Incomplete immunization can put children at greater risk of acquiring vaccine-preventable diseases. Every day, around 29,000 children under the age of five die in the world7.
Immunization remains a critical public health challenge in Ethiopia. According to the Ethiopian Ministry of Health, the 2011 DHS in Ethiopia, only 24.3% of children between 12 and 23 months of age were fully immunized8. Also, the 2016 Ethiopian EDHS report revealed that only 39% of children in Ethiopia received all recommended immunizations6,]9. Additionally, according to the 2019 EMDHS report, full immunization coverage has reached 43%, with a steady change over time10.
The study’s conclusions enable decision-makers in the relevant study area, such as policymakers and immunization program managers. Besides this, the lack of immunization is a significant cause of the death of children between the ages of five11. Even though immunization coverages are provided by healthcare workers at health facilities, healthcare access and utilization are important to consider when looking at predictors for complete immunization by using traditional statistical analysis techniques12.
As technology expands, machine learning provides an exciting opportunity in health care to improve the accuracy of diagnoses, personalize health care, and find solutions to specific problems in public health. In machine learning scenarios, it is useful for optimizing immunization, analyzing large datasets to identify patterns, predicting outcomes, and recommending targeted interventions. Also, the machine learning (ML) models were used to identify the factors of incomplete immunization based on demographic, socio-economic, and healthcare access data. Addressing incomplete immunization in Ethiopia requires a comprehensive understanding of the determinants influencing immunization uptake. Traditional approaches, while valuable, have limitations in identifying complex patterns and interactions between various factors. Machine learning offers a novel approach were studying the age of 12–35 months, and this study aims to fill the gap for all ages under five or 0–59 months by identifying the factors contributing to incomplete immunization13. This study aims to explore the application of ensemble machine learning algorithms to predict incomplete immunization among Ethiopian children. Specifically, it seeks to identify key determinants and their interactions that contribute to incomplete immunization within the basic age groups of the child, and to what extent ensemble learning techniques’ prediction models perform well.
This technique reduced model prediction error when the base models were diverse, independent, and used in the popular ensemble approaches14. To preprocess the 16,394 datasets for this study, procedures such as data reduction, data cleaning, data balancing (class weights, SMOTE, and Tomek Link), and the splitting phase should be followed, as others if available15. As the essential implementations using Python programming languages were used, ensemble supervised machine learning techniques such as Bagging (Bagging meta-estimator, Random Forest), Boosting (Gradient Boosting, XGBoost, LightGBM, AdaBoost, and CatBoost, and Voting (Bagging meta-estimator + Random Forest, GBoost + AdaBoost, LightGBM + CatBoost, Random Forest + LightGBM, Bagging ME + XBoost, AdaBoost + LightGBM, XGBoost + AdaBoost + LightGBM, LightGBM + GBoost + AdaBoost + XGBoost were used. Additionally, in stacking (with base models such as XGBoost and CatBoost), along with other machine learning algorithms like Random Forest, KNN, ANN, SVM, and a meta-model, Logistic Regression was also employed in the study16. These ensemble methods were also utilized to predict incomplete immunization among Ethiopian children and evaluate the training and testing data using different performance evaluation metrics, accuracy, recall, precision, and F1-score17. As a result, various predictive methods have assessed the factors contributing to incomplete immunization. To determine their effectiveness, the ensemble models were evaluated on the tested data. The model demonstrated impressive accuracy, reflecting its robust performance, and improved model abilities using hyperparameter tuning.

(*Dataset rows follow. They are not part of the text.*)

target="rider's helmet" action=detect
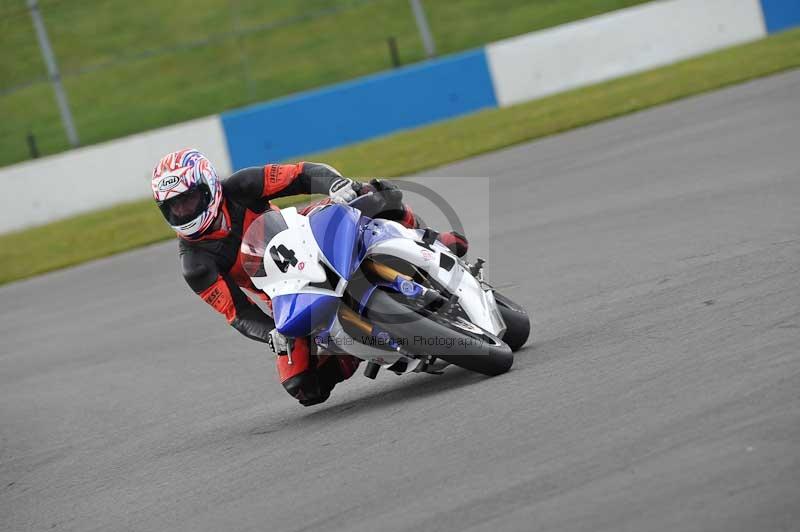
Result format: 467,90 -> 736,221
151,148 -> 222,238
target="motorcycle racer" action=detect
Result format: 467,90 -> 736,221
151,148 -> 468,406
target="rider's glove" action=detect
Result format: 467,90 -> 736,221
267,329 -> 289,356
369,179 -> 403,211
328,177 -> 358,203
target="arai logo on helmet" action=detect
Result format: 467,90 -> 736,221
158,175 -> 181,192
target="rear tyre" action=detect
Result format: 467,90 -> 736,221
494,292 -> 531,352
367,290 -> 514,376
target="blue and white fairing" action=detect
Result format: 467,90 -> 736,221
241,205 -> 361,337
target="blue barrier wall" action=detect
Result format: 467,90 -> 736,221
222,49 -> 497,169
761,0 -> 800,33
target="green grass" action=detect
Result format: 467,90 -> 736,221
0,0 -> 646,166
0,29 -> 800,283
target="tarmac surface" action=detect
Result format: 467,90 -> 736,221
0,71 -> 800,532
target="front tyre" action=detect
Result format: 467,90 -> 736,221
367,290 -> 514,376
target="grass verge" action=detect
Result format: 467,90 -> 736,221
0,29 -> 800,283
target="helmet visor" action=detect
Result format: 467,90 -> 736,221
158,185 -> 211,226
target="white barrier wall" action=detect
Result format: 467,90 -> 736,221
486,0 -> 767,107
0,116 -> 231,233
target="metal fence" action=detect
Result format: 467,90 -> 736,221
0,0 -> 436,164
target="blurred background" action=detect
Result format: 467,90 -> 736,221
0,0 -> 646,166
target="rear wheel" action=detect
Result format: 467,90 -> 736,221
367,290 -> 514,376
494,292 -> 531,351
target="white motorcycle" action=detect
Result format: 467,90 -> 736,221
241,194 -> 530,378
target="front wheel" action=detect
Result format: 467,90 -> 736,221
367,290 -> 514,376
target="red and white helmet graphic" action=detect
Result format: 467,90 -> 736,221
151,148 -> 222,238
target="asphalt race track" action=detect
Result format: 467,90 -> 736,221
0,71 -> 800,532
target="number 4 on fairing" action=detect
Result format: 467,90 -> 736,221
262,244 -> 297,273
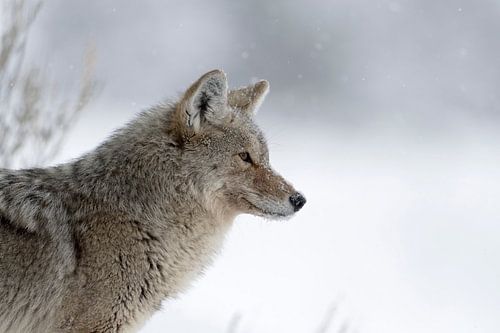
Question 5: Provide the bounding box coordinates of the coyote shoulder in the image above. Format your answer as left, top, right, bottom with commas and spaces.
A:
0, 70, 305, 332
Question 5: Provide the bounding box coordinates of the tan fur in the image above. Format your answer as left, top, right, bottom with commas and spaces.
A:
0, 70, 305, 333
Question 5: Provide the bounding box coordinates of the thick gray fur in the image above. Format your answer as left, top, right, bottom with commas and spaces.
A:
0, 70, 304, 333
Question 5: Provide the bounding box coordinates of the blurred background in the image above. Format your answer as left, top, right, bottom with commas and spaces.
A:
0, 0, 500, 333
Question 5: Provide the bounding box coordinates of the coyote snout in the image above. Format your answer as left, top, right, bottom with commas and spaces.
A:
0, 70, 306, 333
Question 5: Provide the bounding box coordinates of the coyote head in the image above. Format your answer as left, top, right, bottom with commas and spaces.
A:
173, 70, 306, 218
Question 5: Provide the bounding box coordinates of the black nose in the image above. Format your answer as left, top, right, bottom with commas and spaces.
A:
290, 192, 306, 212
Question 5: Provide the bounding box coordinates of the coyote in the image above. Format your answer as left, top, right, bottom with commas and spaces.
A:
0, 70, 306, 333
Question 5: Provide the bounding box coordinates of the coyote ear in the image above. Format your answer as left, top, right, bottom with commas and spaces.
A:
179, 69, 228, 132
228, 80, 269, 114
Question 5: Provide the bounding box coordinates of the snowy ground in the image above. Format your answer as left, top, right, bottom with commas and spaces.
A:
27, 0, 500, 333
55, 102, 500, 333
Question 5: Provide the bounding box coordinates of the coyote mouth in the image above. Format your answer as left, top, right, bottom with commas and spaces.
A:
242, 198, 291, 219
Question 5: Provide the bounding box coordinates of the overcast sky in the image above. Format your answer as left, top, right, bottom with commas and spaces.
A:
9, 0, 500, 333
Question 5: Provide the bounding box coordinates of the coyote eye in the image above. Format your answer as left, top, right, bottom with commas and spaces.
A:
239, 152, 253, 163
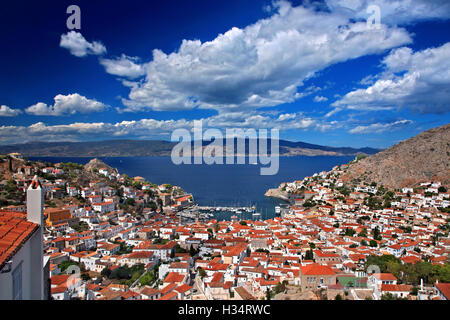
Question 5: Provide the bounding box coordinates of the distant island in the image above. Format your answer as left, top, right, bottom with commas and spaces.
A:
0, 139, 380, 157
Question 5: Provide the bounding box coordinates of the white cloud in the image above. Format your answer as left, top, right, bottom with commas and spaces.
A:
117, 1, 411, 111
349, 120, 413, 134
100, 54, 145, 79
332, 42, 450, 114
59, 31, 106, 57
25, 93, 108, 116
0, 111, 342, 145
326, 0, 450, 25
314, 96, 328, 102
0, 105, 22, 117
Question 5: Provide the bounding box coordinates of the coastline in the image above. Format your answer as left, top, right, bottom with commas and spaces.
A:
264, 188, 289, 202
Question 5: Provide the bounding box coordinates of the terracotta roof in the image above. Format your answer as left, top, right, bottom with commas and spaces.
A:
373, 273, 397, 281
0, 210, 39, 269
435, 283, 450, 299
300, 263, 336, 275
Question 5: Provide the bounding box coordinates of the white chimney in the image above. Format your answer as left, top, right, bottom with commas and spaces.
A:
27, 176, 44, 226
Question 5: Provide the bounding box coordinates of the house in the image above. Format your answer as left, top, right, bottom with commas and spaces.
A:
434, 283, 450, 300
380, 284, 412, 298
141, 286, 161, 300
233, 287, 257, 300
300, 263, 336, 291
367, 273, 397, 290
0, 176, 50, 300
121, 251, 153, 267
92, 202, 115, 214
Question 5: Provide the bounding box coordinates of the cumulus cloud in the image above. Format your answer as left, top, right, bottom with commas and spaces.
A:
332, 42, 450, 114
117, 1, 411, 111
59, 31, 106, 57
326, 0, 450, 25
100, 54, 145, 79
25, 93, 108, 116
349, 120, 413, 134
0, 105, 22, 117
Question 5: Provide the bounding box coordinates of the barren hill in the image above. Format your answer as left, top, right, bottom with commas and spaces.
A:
343, 124, 450, 188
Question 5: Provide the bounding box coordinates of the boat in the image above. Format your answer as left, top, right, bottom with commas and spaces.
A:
252, 212, 261, 220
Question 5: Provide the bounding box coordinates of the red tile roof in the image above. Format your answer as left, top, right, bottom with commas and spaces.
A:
0, 210, 39, 269
300, 263, 336, 275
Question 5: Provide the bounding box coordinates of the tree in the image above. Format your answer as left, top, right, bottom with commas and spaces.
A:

Therefore, this study aims to find contributions to the development of more effective strategies to increase immunization rates, ultimately improving child health outcomes in Ethiopia by investigating the factors associated with incomplete immunization.
Literature review
Overview of immunization
12,18 Immunization is a crucial element of primary health care and an undisputed human right. Measurable achievements of reducing morbidity and mortality associated with vaccine-preventable diseases (VPDs) have been documented, and a national immunization program was commenced in Ethiopia in 1980 G.C19.
Immunization has been promoted as a global strategy aimed at improving child survival. The World Health Organization strives to make immunization services available to everyone, everywhere, to save over 50 million lives by 203020. Monitoring and identifying the factors contributing to the change in immunization coverage over time and across nations is imperative for continuing global success in increasing immunization coverage. The study examined the changes and factors that contributed to the change in full immunization coverage over time in Ethiopia (2000 to 2019)21. According to Ethiopian studies from 2005, 2011, and 2016 showed that the percentage of people who were not fully immunized was 74.6%, 71.4%, and 55.1%, respectively13. Further research is necessary to prioritize and promote childhood vaccination to guarantee the health and well-being of all Ethiopian children, since the alarmingly high rates of incomplete childhood immunization persist22.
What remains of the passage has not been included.